Auto Loans

For first time buyers, it can be a bit intimidating and confusing when you are looking at getting a car loan. There are numerous financing options and deals offered by car dealerships and manufacturers making your search tough. All you need is some good information, a bit of research and you’ll be on your way to getting that car loan you need.

Most people do not buy a car out right, cash on the table.  In fact, about 70% of all new cars are financed and so are a large number of used cars.  Whether you’ve picked out a car you want or not, take time to consider all the options there are for financing the purchase: a bank loan, a loan from a finance company, credit union, or even a professional organization if you have a membership that offers this type of assistance. You can also obtain financing through the auto dealership. Or you may have equity in your home that you can use for a loan at a pretty good interest rate.

Interest Rate Know-How
Your loan interest rate may vary depending on whether you buy a new or used car. Interest rates for new vehicles tend to be lower than those for second hand vehicles. Loan payment terms tend to be more generous for new cars and trucks than for used models.

Lengthy Loans
The longer the term of the loan, the more money you will pay in the long run. Some loans today can be financed over as many as 84 months. Many people get taken in with the idea of a lower monthly payment to help them afford expensive models. Since lengthy loan repayment periods often have larger interest rates, your needs may be better served by buying a less expensive model with a shorter repayment term.

Tempting Incentives
Some dealerships offer to pay off the balance of your existing loan. The catch is that if you agree to such a deal, you are actually adding the cost of the balance to the loan you need to get a new car. So, let’s say you are looking at a $20,000 new car and the repayment amount on your old loan is $4500, you actually have to borrow $24,500.
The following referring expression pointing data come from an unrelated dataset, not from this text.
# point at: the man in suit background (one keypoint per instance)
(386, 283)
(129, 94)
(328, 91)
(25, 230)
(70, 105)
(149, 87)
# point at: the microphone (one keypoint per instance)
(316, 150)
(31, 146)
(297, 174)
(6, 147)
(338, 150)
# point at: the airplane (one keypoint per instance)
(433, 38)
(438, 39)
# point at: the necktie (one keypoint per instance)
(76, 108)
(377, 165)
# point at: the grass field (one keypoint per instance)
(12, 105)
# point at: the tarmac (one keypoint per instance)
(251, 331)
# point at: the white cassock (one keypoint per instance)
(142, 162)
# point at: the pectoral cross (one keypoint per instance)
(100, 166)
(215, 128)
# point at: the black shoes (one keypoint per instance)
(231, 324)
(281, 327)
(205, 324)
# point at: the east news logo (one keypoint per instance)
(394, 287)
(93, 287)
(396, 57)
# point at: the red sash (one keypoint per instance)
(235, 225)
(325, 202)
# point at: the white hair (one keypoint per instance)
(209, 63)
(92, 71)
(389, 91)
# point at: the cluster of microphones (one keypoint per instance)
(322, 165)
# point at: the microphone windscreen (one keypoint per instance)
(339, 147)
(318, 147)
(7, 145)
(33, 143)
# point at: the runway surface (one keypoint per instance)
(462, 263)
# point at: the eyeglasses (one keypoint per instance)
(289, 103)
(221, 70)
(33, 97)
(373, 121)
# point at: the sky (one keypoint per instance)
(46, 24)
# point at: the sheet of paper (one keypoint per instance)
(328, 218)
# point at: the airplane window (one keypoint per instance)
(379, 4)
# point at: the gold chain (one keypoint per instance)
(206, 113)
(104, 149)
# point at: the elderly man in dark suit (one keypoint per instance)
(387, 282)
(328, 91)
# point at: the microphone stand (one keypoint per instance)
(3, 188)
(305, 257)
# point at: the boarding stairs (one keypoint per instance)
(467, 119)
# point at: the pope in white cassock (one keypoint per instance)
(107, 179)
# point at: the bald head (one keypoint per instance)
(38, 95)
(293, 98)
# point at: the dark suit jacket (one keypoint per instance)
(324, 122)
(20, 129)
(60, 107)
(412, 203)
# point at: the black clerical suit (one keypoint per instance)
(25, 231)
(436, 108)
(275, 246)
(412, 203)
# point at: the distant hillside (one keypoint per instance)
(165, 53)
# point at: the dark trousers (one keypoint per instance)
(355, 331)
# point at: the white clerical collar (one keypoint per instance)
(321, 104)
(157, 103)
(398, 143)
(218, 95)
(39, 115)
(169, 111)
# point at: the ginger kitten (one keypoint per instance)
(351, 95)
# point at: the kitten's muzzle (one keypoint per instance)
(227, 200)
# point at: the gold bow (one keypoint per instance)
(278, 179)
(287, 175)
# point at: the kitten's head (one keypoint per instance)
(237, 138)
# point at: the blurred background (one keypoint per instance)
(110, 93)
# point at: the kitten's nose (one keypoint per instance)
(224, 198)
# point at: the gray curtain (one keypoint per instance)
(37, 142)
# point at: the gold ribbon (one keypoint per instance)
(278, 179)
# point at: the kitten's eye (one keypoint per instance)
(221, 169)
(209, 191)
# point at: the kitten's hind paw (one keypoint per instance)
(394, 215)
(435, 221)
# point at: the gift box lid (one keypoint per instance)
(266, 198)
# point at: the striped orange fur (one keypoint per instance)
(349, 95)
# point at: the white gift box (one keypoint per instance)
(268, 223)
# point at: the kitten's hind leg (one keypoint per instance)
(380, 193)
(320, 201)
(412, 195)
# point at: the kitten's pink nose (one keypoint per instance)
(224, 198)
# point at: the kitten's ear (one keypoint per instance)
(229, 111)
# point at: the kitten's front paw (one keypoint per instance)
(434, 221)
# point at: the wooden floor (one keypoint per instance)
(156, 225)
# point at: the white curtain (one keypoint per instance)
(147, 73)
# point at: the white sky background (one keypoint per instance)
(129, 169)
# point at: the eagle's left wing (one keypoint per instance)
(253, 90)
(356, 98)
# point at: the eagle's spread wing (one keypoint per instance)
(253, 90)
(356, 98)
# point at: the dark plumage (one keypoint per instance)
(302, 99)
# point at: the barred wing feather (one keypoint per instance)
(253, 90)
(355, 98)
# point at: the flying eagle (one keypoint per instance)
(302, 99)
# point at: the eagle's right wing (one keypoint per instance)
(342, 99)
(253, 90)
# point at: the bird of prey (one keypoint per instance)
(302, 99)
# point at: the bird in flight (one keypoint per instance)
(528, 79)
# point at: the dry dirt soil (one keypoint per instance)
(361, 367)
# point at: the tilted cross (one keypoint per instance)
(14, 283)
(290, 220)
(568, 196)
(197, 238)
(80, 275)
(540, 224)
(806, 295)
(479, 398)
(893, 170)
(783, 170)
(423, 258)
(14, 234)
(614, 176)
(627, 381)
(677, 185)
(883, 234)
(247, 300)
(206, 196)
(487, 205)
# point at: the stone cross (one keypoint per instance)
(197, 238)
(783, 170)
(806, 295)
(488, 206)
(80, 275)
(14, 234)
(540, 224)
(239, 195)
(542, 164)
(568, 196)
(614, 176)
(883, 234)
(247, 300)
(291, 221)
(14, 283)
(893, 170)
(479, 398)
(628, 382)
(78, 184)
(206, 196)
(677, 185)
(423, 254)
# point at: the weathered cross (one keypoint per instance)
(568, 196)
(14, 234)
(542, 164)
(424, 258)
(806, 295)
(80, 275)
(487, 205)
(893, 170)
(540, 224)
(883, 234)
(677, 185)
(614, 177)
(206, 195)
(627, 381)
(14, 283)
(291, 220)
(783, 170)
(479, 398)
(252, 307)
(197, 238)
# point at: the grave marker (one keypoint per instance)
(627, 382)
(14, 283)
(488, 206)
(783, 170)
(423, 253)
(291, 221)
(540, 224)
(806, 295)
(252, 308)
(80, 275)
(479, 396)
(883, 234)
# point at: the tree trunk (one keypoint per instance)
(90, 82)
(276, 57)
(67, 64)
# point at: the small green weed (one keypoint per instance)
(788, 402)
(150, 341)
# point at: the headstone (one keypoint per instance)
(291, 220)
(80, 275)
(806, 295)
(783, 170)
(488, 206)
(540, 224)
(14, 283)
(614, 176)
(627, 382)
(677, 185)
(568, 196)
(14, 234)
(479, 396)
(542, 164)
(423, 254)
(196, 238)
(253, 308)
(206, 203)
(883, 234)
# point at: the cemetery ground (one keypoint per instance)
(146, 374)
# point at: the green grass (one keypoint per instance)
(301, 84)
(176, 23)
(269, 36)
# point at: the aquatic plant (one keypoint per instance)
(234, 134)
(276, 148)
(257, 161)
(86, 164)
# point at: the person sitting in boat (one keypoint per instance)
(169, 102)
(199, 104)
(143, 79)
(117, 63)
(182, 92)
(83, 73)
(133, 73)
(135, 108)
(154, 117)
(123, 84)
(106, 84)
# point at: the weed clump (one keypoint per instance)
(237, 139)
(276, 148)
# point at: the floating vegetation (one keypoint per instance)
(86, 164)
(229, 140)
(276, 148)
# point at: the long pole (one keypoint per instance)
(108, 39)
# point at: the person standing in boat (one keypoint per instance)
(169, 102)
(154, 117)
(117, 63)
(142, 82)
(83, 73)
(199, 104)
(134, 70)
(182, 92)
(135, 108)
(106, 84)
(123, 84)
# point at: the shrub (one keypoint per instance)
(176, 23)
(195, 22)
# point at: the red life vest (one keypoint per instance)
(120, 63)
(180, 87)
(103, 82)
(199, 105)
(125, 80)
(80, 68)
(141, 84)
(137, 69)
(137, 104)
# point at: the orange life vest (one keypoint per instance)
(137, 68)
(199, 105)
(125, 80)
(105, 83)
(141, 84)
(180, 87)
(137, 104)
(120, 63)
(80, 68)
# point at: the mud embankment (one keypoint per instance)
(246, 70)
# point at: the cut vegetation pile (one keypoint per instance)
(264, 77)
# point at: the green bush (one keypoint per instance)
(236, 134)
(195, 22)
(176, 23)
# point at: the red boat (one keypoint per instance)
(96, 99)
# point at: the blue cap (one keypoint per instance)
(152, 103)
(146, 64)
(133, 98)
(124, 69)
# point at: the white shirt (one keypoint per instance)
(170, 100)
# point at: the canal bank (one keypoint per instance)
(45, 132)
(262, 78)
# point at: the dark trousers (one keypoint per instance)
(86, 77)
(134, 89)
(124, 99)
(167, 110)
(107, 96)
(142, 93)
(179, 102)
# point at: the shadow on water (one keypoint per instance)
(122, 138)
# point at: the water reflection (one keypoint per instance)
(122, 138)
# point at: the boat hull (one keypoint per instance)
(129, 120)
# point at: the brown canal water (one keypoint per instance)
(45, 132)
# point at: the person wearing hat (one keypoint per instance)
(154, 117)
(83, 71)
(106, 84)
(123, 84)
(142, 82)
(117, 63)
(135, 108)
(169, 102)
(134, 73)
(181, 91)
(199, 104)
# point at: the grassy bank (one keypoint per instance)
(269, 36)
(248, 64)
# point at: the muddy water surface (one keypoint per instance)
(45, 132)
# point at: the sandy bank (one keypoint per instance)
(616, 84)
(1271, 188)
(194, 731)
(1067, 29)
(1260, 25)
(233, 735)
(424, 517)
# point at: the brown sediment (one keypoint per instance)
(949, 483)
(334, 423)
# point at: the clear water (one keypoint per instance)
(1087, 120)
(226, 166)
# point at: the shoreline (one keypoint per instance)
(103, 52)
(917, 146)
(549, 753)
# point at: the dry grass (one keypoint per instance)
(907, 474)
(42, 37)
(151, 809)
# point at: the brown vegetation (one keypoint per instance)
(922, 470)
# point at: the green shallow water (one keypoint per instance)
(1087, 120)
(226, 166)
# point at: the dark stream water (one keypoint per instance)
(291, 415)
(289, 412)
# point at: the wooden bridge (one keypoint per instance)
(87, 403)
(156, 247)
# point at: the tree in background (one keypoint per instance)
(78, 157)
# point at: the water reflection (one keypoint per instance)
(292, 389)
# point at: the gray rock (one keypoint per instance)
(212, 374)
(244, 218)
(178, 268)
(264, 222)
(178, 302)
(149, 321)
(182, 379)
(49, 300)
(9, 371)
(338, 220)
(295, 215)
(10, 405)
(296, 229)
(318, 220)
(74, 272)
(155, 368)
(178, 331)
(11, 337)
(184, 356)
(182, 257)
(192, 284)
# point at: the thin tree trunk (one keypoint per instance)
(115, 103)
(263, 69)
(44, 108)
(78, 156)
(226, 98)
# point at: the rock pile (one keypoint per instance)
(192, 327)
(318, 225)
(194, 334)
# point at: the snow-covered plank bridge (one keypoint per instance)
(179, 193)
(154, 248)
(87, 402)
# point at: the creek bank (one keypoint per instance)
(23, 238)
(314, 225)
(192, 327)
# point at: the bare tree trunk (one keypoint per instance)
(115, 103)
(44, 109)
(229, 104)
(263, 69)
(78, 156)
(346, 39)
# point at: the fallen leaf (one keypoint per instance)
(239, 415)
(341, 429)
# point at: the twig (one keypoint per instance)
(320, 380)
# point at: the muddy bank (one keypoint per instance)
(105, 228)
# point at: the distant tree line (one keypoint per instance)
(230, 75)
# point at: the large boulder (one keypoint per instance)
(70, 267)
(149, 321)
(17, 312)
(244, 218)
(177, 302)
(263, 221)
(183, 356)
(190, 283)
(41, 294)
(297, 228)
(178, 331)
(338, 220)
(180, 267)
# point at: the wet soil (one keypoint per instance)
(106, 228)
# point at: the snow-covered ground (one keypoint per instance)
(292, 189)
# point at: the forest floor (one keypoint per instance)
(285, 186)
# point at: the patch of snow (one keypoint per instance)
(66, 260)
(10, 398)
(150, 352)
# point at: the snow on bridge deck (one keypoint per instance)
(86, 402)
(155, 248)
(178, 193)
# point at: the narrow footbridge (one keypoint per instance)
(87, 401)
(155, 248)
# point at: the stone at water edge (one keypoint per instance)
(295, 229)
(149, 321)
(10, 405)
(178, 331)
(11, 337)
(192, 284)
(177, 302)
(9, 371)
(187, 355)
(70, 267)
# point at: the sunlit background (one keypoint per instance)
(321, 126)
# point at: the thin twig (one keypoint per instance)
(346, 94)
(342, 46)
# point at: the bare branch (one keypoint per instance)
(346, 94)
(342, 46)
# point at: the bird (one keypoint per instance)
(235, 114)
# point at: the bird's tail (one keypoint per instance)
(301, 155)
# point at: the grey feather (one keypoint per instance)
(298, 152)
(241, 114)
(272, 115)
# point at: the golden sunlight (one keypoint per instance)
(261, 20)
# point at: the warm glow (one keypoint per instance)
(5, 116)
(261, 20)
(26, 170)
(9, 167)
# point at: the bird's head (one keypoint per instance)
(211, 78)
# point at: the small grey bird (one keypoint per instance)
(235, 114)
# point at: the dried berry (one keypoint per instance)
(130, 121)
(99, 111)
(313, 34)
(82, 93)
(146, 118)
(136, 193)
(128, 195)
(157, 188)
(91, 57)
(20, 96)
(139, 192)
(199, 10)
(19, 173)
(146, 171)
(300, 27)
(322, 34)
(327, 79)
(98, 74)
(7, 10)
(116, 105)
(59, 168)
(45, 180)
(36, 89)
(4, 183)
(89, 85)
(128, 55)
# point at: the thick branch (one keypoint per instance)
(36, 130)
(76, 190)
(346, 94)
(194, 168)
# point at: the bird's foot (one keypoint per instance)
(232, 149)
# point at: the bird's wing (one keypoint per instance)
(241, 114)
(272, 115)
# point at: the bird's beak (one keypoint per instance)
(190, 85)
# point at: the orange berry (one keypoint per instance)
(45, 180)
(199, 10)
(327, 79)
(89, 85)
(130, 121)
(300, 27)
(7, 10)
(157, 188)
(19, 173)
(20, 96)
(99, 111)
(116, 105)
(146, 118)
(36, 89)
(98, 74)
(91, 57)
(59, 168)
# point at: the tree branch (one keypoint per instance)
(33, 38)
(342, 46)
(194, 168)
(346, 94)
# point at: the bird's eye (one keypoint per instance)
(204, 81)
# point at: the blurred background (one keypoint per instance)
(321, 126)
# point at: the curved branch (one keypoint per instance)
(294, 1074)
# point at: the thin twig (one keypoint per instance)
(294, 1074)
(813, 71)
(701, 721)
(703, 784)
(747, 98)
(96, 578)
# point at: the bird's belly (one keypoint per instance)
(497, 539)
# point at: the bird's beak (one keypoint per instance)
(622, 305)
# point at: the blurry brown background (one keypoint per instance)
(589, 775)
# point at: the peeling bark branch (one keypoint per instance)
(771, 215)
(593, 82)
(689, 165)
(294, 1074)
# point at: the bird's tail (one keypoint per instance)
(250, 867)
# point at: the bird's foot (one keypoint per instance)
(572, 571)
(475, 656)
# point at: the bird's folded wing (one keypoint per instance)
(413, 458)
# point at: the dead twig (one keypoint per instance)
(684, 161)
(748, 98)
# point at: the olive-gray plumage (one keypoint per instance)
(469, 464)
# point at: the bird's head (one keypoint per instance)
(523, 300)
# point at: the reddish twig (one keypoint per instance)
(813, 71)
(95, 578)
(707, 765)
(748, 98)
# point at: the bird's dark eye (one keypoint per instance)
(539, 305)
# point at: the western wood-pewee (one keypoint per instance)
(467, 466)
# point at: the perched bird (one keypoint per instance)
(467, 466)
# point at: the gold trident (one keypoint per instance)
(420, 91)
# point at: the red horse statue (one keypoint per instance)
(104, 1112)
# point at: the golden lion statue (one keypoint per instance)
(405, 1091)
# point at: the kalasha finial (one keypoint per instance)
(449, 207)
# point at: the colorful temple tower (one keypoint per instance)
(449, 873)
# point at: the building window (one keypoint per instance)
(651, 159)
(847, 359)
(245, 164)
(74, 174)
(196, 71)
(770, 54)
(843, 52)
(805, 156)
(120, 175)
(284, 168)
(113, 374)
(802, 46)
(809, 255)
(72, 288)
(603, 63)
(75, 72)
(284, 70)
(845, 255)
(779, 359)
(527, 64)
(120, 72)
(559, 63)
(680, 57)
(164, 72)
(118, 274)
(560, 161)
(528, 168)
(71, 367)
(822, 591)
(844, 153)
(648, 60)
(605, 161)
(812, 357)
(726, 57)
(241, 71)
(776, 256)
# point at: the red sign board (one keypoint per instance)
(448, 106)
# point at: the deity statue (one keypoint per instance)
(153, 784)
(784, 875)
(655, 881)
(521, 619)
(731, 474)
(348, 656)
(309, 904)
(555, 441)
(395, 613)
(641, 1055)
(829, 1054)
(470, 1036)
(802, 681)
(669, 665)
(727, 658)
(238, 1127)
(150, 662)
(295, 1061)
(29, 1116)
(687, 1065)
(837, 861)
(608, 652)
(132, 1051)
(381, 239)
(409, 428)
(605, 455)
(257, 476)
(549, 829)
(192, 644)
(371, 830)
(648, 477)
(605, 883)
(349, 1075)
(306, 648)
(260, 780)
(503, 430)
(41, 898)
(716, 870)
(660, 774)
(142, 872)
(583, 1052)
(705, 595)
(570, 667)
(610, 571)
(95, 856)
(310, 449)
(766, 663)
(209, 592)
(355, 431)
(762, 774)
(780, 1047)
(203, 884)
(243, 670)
This kind of program can look really good, but in the long run you will pay more than you have to if you waited to pay off your outstanding balance before buying a new vehicle. If you must have a car immediately, go for one you can really afford.  The slippery slope of financing a car may have you racing dangerously into debt.

Remember, cars begin to lose their value the moment you drive them off the lot. So look for a vehicle that you can afford based on a planned budget and its resale value over time. The most cost-efficient car loan will leave you with more of your money in your pocket.